Veröffentlicht: 20.08.2020

Ich schreibe nicht, weil ich von anderen dazu aufgefordert werde - ausser von meiner Schwiegermutter natürlich - sondern weil ich mich selbst dazu auffordere. Ich schreibe nicht, um verstanden zu werden, sondern um zu verstehen - um mich im Chaos zurechtzufinden.

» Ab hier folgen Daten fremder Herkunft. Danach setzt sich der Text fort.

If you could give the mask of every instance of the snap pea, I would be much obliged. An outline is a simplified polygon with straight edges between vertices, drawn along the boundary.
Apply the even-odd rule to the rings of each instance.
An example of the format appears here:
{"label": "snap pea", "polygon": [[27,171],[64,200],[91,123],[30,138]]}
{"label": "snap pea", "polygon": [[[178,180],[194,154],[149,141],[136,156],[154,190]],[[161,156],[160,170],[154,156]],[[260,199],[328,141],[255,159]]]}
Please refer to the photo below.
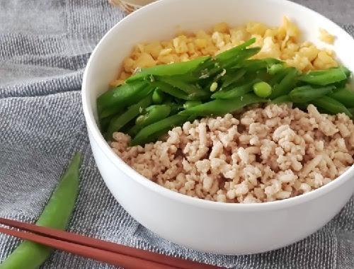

Mindestens einmal im Jahr versuchen wir vom alltäglichen Chaos zu entkommen und fahren wie fast jeder Füddlibürger in die Ferien. Leider begleitet uns die Anarchie, irgendwo versteckt im Koffer, und schlägt unverhofft auch in dieser Zeit des Müßigganges mit aller Härte zu. So wurden wir auch dieses Jahr nicht vom Wirrwarr des Lebens verschont und schon in den ersten 4 Stunden hatten wir unsere erste Verkehrsbusse, bei 34 Grad im Schatten ohne Klimaanlage, eingefangen. Schon ein kluger Kopf mit dem Namen Lorenz hat behauptet, dass ein Schmetterling, der in Shanghai mit seinen Flügeln wackelt, theoretisch einen chaotischen Wirbelsturm in New York auslösen könne. Nun bei uns war es kein Sommervogel, sondern ein französisches Eichhörnchen, das dafür gesorgt hat, dass alles eben doch ganz anders kam als geplant. Manchmal sind die Zusammenhänge eben so komplex oder eine winzig kleine Änderung des Schicksals kann dazu führen, dass Aussagen über die Zukunft unmöglich sind. Wir waren also irgendwo im nirgendwo auf einer Waldlichtung im Jura, wo sich Hase und Fuchs Gute Nacht sagen. An jenem verhängnisvollen Abend haben auch wir einander in unserem Zelt liegend Gute Nacht gewünscht, wobei unser Autoschlüssel schon auf unserem Campingtisch süss geschlafen hat. Am anderen Morgen war unser Fiat Panda zwar noch da, was ja bei diesem italienischen Stück Blech mit verrostetem Auspuff auch nicht verwunderlich ist, aber der Schlüssel war spurlos verschwunden. Nach stunden langem Suchen, wobei ich selbst unter Luigis Motorhaube nachgeschaut habe, sind wir zur Einsicht gelangt, dass irgendein Viech sich den Schlüssel geschnappt haben muss. 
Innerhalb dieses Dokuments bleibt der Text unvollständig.